The idea of ​​death became something extremely natural for me. All roads are roads that have a beginning and an end. The road itself is important. But if on this path I realized my understanding of the world, my goal, went through and achieved many results in implementation, and I have no questions that have no answers — what else should be left here? Nothing more. My essence meter is only needed by me.

In my nightly imagination, doctors “came” — alive and leaving forever, friends and acquaintances who had gone to another world. And with all of us we talked about what happened and is happening, why there was a search for life, what is the meaning of these events, why there are so many events and people on the planet that are misleading, why there are so many lies in people, and what was created as if especially around people? Why do they create certain situations for delusion? …

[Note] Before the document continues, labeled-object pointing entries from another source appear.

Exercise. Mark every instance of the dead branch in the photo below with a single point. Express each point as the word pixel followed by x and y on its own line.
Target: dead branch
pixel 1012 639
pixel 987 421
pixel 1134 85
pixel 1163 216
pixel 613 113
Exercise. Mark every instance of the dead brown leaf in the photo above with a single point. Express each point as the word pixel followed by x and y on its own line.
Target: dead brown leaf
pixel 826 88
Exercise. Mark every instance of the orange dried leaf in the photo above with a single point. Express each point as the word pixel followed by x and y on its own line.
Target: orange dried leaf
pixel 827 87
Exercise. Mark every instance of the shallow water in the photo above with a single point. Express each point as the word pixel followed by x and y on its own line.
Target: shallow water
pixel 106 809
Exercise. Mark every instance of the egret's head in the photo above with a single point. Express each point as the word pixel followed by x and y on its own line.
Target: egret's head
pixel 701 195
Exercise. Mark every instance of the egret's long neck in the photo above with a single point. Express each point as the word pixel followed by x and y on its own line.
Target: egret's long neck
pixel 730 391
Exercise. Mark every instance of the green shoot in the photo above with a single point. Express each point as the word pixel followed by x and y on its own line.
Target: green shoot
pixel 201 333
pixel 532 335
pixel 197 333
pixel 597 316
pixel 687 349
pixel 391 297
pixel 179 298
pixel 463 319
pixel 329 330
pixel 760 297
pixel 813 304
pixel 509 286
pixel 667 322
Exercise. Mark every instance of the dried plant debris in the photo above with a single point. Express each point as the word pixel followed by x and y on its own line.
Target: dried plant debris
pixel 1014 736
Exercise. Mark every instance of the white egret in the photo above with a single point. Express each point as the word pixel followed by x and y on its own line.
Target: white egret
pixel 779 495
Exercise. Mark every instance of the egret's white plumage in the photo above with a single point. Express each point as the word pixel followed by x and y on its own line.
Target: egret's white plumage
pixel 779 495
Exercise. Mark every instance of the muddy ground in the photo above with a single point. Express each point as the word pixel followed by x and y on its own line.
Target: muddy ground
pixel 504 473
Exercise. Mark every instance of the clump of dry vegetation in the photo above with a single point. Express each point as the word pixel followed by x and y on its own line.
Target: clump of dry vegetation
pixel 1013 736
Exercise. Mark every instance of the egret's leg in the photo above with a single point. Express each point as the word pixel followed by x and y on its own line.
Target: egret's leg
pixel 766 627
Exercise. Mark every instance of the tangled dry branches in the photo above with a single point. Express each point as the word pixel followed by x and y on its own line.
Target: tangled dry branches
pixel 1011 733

During one of the night vigils, I began to speak with the head of our complex and with all the singers of the restaurant. The conversations were conducted in English. And I really believe that their awareness of their professional mistakes, their understanding of the harm caused to this world by sound, should penetrate into their souls … But these are their interactions with the world. And why they are in it — this is their Path. Someone is ridiculous, full of mistakes and ignorance. I appeared on their Path with one goal — understandable only to each individually.

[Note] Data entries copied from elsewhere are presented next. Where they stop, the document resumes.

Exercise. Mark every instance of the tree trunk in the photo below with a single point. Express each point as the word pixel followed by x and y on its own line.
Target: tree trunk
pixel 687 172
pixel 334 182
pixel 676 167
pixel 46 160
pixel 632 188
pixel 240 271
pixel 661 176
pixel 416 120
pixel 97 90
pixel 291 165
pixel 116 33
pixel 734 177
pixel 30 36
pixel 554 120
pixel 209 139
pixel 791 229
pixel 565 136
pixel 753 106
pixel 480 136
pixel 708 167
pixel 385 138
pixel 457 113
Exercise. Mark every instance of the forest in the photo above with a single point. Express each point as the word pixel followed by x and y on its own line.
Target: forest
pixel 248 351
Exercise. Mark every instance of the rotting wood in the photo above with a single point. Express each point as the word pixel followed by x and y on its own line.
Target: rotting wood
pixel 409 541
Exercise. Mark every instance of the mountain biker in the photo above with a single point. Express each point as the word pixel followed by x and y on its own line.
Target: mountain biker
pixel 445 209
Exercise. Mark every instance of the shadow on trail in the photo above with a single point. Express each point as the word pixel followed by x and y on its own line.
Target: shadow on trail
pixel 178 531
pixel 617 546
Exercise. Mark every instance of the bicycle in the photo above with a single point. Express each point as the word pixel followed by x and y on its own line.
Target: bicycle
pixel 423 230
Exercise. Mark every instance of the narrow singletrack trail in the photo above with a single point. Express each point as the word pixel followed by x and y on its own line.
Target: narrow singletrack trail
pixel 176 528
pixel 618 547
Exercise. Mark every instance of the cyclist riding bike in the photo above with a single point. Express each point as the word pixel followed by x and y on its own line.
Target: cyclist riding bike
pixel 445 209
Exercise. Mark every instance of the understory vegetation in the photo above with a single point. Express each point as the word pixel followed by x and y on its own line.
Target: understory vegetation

There are no common goals. No, of course, some have a desire for absolute harmony. And the interaction of such individuals is happiness. At first he accumulated in me all the laws of nature, merged and obeyed, but oh well, starting with Pythagoras, Aristotle. My life searches for this harmony are filled with the Higher Order, which I got acquainted with, starting from the first conversations with my dad. His understanding of the fundamental principle was undoubtedly his touch and conveyed to me through his understanding of the world. And the road paved with all kinds of energies has already paved my Path — through the One God in various manifestations and religions — and Orthodoxy, and Protestantism, and Kabbalah, and Hinduism, and Buddhism, and Islam, and the inevitability of their accompaniment, and, of course, laws nature, focused on the physics of the causes and essence of all things.

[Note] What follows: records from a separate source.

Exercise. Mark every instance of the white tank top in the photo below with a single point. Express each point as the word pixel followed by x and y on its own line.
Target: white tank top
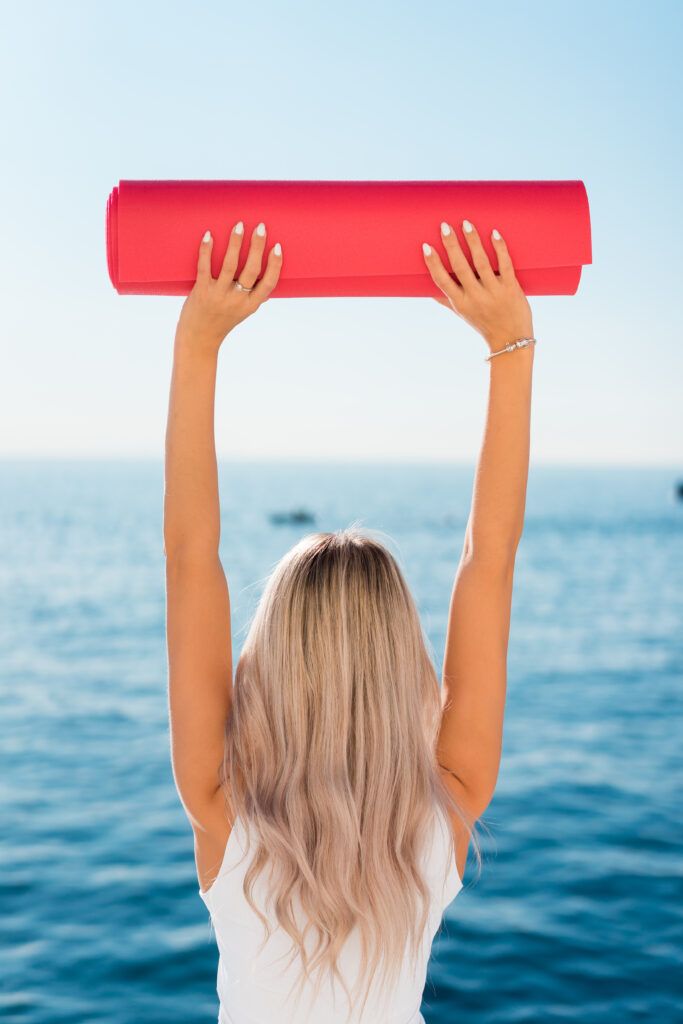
pixel 253 986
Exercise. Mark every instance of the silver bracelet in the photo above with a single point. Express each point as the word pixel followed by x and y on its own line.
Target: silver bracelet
pixel 511 347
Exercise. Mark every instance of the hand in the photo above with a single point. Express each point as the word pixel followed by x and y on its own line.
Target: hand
pixel 494 304
pixel 214 306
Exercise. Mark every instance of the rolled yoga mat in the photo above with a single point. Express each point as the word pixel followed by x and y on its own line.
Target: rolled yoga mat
pixel 345 238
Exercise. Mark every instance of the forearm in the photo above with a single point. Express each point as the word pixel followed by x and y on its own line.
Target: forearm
pixel 499 499
pixel 191 514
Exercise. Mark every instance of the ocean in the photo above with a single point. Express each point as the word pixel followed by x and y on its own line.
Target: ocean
pixel 579 912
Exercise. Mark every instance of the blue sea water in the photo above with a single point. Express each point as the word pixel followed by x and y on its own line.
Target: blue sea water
pixel 579 913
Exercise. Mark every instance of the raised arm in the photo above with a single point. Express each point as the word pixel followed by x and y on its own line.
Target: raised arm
pixel 475 664
pixel 198 608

But it all started with sound.

After all, what is sound …

Our planet was formed by an explosion. The explosion became a sonic force that triggered the interaction of cellular mechanisms. And here it is — development, stretched out in space and time, extended to living beings — each has its own place in this world. Everyone has their own. In due time awareness of depth or surface. But this also affects everyone in their own way. The earlier there is growth and realization, the awareness and inevitability given to you, the more joyful and harmonious you feel as one with the laws of nature.

It turns out that sound is the basis of the world and the interaction of phenomena, people, all living and dead. This is energy, which is the structural fundamental principle of the whole world: space, pictures, internal processes of all structures, the work of cells, time.

It was the sound that began to absorb and distribute the surrounding world through understanding the personalities of time — Hermes, Moses, Krishna, Buddha, Zoroaster, Jesus … through Revelations, Creations. Thus, one can come to the source of understanding the Truth of the world. Not everyone needs it. But my arrival took place — I’m glad!

Today my warm friend will carry a touch of compassion, sympathy, condolence, sympathy for the Buddha. I’m smiling. This is important to him. This is not the case for me. Much more joyful — he walks, he pulls the seekers. Let them not get lost, do not bury themselves without long personal searches.

There are no indicated roads. Any conclusions in life are real and sincere, if they have grown out of you, are not imposed, and even more so do not contradict your understanding of joy.

Perhaps that’s enough for today.

Thank you Universe. Today, on this sleepless night, I spoke with you about something important to me and I designate the main favorite word — silence. Let it, silence, always give peace to the riches of this world.